Text classification is the most known NLP application of CNN, thanks to the hierarchical convolution scheme they can capture local interactions of the type n-grams of words. CNN-based frameworks can also capture temporal and hierarchical features in variable-length text sequences. CNN use Word Embeddings as a first layer as either a static or pertained way. This trick allows to use the same concepts and architecture that made the success of CNN in image classification.
Collobert et al. 2011, before the release of word2vec, already uses a one-layer convolution block to perform many NLP tasks. One of the key points of their architecture is its ability to perform well with the use of raw words. The method is able to learns good word representations for the words. At the start, the features are taken form lookup table with randomly generated values. Word representation are then trained by backpropagation.
Yu et al. 2014, Evaluated a sentence model based on a convolutional neural network (CNN) that is sensitive to word ordering and is able to capture features of the sentence n-grams. The convolution and pooling layers help to capture long-range dependencies, which are common in questions.
Kalchbrenner et al. 2014. Extend the idea to form a dynamic CNN (DCNN) by stacking CNN and using dynamic k-max pooling operations over long sentences.
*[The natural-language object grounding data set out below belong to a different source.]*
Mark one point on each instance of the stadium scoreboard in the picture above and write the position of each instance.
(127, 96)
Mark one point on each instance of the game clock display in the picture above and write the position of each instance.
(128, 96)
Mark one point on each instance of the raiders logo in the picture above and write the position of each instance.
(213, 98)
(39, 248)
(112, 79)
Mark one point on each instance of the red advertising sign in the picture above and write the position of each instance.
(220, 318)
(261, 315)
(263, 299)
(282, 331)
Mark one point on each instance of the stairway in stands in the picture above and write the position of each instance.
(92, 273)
This research significantly improved over existing approaches at the time in much short text and multiclass classification.
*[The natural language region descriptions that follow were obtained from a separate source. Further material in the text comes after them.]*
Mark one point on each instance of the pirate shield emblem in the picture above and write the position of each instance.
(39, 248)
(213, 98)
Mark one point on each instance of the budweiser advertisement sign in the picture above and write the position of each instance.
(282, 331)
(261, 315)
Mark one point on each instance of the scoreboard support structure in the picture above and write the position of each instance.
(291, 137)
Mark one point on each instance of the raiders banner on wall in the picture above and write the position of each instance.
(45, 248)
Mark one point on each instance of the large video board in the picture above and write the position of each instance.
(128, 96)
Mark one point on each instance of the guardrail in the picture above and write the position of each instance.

Yoon Kim extends the single-block CNN by adding multiple input channels and multiple kernels of various lengths to give higher-order combinations of ngrams. He further established that using unsupervised pertained word representation such as word2vec improve the performance of the classification
Yin et al. further improved Kim’s multi-channel, variable kernel framework and used Multichannel Variable-Size Convolution (MVCNN) architecture for sentence classification. It combines various pertained embeddings and variable-size convolution filters.
Santos and Gatti propose a new deep convolutional neural network that exploits from character-to sentence-level information to perform sentiment analysis of short texts to achieve effective short text classification.
Johnson and Zhang explore the usage of region embeddings for effective short text categorisation, due to the ability to capture contexts over a larger span where word embeddings fail.
Wang and others perform semantic clustering using density peaks on pre-trained word embeddings forming a representation they call semantic cliques, with such semantic units used further with convolutions for short-text mining.
Zhang et al. explore the use of character-level representations for a CNN instead of word-level embeddings. On a large dataset, character-level modeling of sentences performs very well when compared to traditional sparse representations or even deep learning frameworks, such as word embedding CNNs or RNNs.
Conneau et al. designed a very deep CNN along with modifications such as shortcuts to learn more complex features.
Xiao and Cho further extends the character level encoding for entire document classification task when combined with RNNs with a lower number of parameters.
Zhang et all combine CNN, Bi-LSTM with multi-attention mechanism to take into account the contextual meaning of words and improve the performance of the classification.